The figure is alarming and echoes the concerns of human rights defenders: at least 280 people were executed last year in Iran, which remains the country with the highest death penalty in the world after China. The 12th annual report on the death penalty in Iran, carried out by Iran Human Rights (IHR) and ECPM, assesses and analyzes the trends related to this practice in order to provide appropriate recommendations and engage in a constructive dialogue.
Its publication takes place in an unprecedented climate of mourning over the repression of the November 2019 protests – the largest and bloodiest in Iran since the 1980s – and the dramatic consequences of the Covid-19 epidemic, which has caused more than 2,600 deaths since the beginning of the year, making Iran one of the most affected countries in the world. In this global fight against the coronavirus, human rights must not be forgotten.
Overview
The report compares the trend with previous years, and presents the international and national legislative framework, procedures, charges, geographic distribution and monthly breakdown of executions, as well as lists of the female and juvenile offenders executed in 2019 (see the infographics).
Once again, Iranian authorities continued systematic violations of due process and the rule of law.
Lack of access to a lawyer after the arrest, televised confessions, and reports of torture, are reminders that sustainable improvements in the status of human rights, are not possible without fundamental changes within the Iranian judicial system.
It is being published while thousands of Iranians are mourning the loss of their loved ones who were killed by the Islamic Republic’s security forces under the November 2019 nationwide protests. The crackdown on the civil society has been unprecedented and many human rights defenders and lawyers have been sentenced to heavy prison sentences.
In March 2019, Islamic Republic’s Supreme Leader Ali Khamenei appointed Ebrahim Raeisi as the new Head of the Judiciary. Raeisi is known for having played a key role in the
mass-execution of several thousands of political prisoners during summer 1988, which have been widely recognized as crimes against humanity.
The Iranian society has entered a new phase, as the people are struggling for fundamental changes. The year 2019 started with smaller protests and ended in the largest and bloodiest protests in Iran since the 1980’s. There are no indications that the protests will stop at this point.
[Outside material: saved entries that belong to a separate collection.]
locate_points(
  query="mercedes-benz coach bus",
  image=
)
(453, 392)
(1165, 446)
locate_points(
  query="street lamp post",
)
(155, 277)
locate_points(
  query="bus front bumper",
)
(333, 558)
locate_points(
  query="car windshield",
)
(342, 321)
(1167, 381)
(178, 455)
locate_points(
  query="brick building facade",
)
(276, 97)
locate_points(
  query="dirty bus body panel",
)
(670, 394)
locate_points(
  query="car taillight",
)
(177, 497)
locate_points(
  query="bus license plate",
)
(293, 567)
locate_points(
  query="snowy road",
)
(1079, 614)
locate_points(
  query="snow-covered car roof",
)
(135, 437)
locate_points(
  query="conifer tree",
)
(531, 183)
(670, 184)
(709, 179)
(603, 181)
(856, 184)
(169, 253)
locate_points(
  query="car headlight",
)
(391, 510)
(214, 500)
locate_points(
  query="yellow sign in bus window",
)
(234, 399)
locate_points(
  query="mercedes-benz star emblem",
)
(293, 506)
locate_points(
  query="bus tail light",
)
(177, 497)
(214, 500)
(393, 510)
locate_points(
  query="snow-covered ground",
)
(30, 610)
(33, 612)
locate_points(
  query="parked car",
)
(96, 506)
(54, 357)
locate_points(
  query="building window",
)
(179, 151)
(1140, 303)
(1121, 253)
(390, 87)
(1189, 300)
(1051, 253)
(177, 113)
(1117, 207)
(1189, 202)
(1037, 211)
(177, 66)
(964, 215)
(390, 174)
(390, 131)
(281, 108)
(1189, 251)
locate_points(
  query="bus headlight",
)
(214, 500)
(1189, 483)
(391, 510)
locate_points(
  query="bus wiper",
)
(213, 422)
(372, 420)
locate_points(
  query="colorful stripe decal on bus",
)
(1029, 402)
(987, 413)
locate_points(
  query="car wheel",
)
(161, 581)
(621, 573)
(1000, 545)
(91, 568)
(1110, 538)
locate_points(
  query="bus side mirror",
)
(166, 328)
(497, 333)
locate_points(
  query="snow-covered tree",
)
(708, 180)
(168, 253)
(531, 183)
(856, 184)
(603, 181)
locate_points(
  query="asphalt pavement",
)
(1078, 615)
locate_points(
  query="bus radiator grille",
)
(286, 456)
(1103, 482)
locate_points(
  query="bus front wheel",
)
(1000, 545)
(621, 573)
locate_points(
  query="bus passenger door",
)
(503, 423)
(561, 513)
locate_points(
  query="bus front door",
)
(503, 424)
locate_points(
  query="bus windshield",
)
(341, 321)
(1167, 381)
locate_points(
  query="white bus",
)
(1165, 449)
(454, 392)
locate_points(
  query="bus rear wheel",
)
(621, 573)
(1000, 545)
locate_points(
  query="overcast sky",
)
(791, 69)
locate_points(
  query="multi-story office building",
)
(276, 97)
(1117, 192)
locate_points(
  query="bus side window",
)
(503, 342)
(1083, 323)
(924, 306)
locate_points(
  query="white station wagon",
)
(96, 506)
With the launch of this report, IHR and ECPM call upon the international community as well as Iran’s European dialogue partners, to press for a moratorium on use of the death penalty, and for major reforms in the country’s judicial system, which does not meet minimum international standards. Iranian leadership and all organs involved in crackdown must be held accountable by the international community.
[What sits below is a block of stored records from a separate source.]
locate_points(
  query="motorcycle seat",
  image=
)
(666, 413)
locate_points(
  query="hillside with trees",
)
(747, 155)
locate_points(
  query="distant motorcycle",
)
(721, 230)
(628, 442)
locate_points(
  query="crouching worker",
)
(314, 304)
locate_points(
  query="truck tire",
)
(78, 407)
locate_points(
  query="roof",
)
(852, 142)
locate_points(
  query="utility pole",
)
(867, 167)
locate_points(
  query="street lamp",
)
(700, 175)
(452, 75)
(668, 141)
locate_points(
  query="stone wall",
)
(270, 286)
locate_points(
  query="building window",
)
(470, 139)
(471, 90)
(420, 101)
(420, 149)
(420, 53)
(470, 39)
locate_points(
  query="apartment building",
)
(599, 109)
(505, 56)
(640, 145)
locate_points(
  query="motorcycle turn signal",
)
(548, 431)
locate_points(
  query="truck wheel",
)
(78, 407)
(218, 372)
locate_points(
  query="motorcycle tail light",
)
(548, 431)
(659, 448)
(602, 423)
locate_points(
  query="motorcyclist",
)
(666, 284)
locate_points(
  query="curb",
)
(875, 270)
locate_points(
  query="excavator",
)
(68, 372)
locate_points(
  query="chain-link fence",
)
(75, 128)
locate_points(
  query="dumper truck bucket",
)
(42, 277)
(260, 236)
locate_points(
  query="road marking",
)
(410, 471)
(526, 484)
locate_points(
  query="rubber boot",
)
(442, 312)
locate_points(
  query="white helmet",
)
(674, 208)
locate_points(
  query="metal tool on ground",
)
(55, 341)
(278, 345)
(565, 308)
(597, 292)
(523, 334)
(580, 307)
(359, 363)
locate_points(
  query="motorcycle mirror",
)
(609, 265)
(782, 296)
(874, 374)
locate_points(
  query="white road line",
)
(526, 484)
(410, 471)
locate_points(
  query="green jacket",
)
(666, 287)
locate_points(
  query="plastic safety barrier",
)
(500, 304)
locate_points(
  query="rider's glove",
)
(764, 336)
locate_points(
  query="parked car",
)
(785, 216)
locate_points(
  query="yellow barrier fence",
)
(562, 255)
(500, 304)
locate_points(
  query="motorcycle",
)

IHR and ECPM call on Iranian authorities to seriously consider the recommendations made in this report, and the UPR recommendations made by the members of the Human Rights Council. Imposing a 5-year moratorium on the death penalty, releasing all prisoners of conscience including human rights defenders and lawyers, granting freedom of assembly and serious reforms in the judicial system in accordance with international standards are among the recommendations that Iranian authorities must adopt as first steps towards fundamental and peaceful reforms.
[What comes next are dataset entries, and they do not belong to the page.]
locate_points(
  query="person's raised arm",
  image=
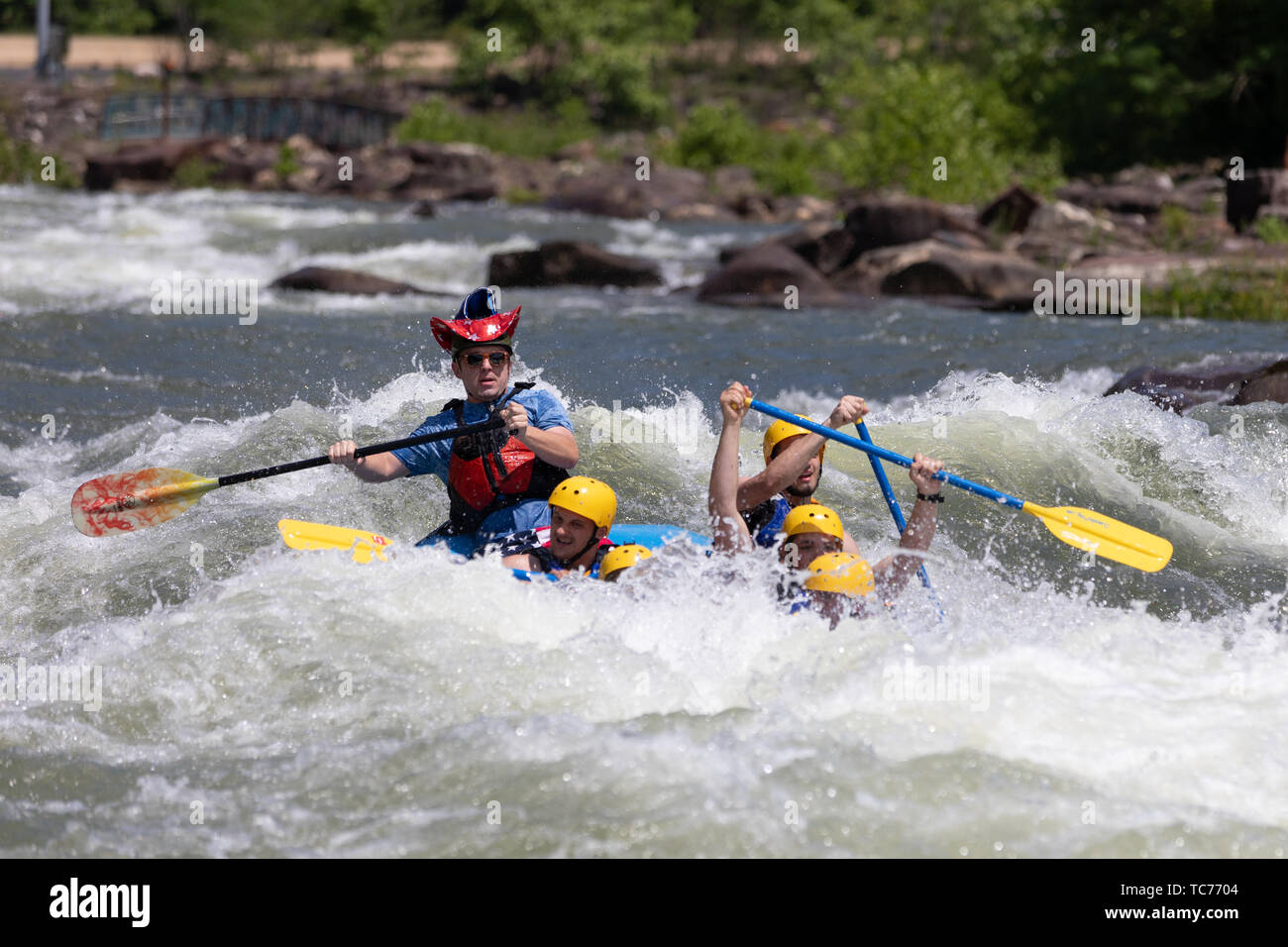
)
(787, 466)
(375, 468)
(893, 573)
(729, 534)
(554, 445)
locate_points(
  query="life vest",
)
(490, 471)
(765, 521)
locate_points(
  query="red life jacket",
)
(490, 471)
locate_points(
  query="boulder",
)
(1177, 390)
(1266, 384)
(561, 263)
(877, 222)
(699, 211)
(326, 279)
(761, 275)
(142, 161)
(1244, 197)
(931, 268)
(455, 171)
(1125, 198)
(1010, 211)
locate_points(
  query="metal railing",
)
(259, 118)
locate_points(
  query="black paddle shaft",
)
(362, 451)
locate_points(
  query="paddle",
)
(888, 492)
(366, 545)
(1087, 530)
(129, 501)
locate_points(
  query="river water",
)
(256, 701)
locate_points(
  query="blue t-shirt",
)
(544, 412)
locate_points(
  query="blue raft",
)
(644, 534)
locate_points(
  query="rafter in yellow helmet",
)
(781, 431)
(587, 497)
(812, 517)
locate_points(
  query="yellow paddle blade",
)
(1100, 535)
(365, 545)
(124, 502)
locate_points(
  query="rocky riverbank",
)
(1142, 224)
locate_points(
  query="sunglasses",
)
(497, 359)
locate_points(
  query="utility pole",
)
(43, 39)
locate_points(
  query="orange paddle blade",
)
(124, 502)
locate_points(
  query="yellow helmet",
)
(781, 431)
(587, 497)
(619, 558)
(842, 573)
(812, 517)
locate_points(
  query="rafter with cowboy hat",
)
(497, 480)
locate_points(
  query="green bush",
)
(719, 134)
(897, 120)
(1273, 230)
(1241, 292)
(22, 163)
(194, 171)
(286, 162)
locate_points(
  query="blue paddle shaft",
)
(960, 482)
(888, 491)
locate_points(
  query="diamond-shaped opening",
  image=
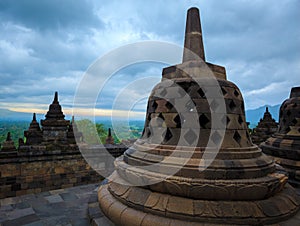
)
(163, 92)
(169, 105)
(232, 105)
(216, 138)
(168, 135)
(237, 137)
(280, 113)
(223, 91)
(240, 120)
(177, 120)
(161, 116)
(190, 105)
(236, 93)
(203, 120)
(185, 86)
(190, 137)
(214, 105)
(226, 120)
(181, 92)
(146, 133)
(201, 93)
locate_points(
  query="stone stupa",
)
(34, 134)
(266, 127)
(284, 146)
(55, 126)
(8, 145)
(188, 170)
(109, 139)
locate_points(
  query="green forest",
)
(124, 131)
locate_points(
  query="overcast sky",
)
(46, 46)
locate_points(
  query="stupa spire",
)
(193, 36)
(109, 139)
(8, 137)
(34, 117)
(55, 97)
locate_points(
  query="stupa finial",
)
(8, 137)
(55, 97)
(193, 36)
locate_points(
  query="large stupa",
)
(284, 145)
(195, 163)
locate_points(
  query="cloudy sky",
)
(48, 45)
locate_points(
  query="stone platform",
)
(72, 206)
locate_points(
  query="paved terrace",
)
(71, 207)
(64, 207)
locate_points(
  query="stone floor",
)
(72, 206)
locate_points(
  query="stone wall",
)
(33, 172)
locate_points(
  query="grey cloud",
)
(52, 14)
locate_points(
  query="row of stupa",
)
(56, 132)
(195, 163)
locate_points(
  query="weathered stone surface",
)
(266, 127)
(196, 163)
(284, 145)
(34, 135)
(8, 145)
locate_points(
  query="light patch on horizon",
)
(86, 112)
(46, 46)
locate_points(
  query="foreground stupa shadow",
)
(195, 163)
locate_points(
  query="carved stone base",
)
(137, 206)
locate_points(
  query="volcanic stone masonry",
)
(163, 180)
(266, 127)
(109, 139)
(284, 145)
(49, 158)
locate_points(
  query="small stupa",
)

“It is in the Islamic Republic of Iran that the highest number of executions per capita is recorded. It is in the Islamic Republic of Iran that the highest proportion of women and juveniles are executed. These odious practices distort the true face of Islam, a religion that professes the pre-eminence of love and life over hate and death.
For those of us who are secular and abolitionist, such practices dishonour the power which devotes itself to them and humiliate the nation in the name of which these legal murders are implemented. Iran and its people, heirs to a long and glorious history, deserve better than this bloody record. The inevitable and imminent day when the death penalty will disappear from Iran will be a day of jubilation, a victory for life over death, for all abolitionists – and first of all in Iran.”
Extract of the Foreword by Robert Badinter, Honorary Chair of ECPM, Former Minister of Justice of France.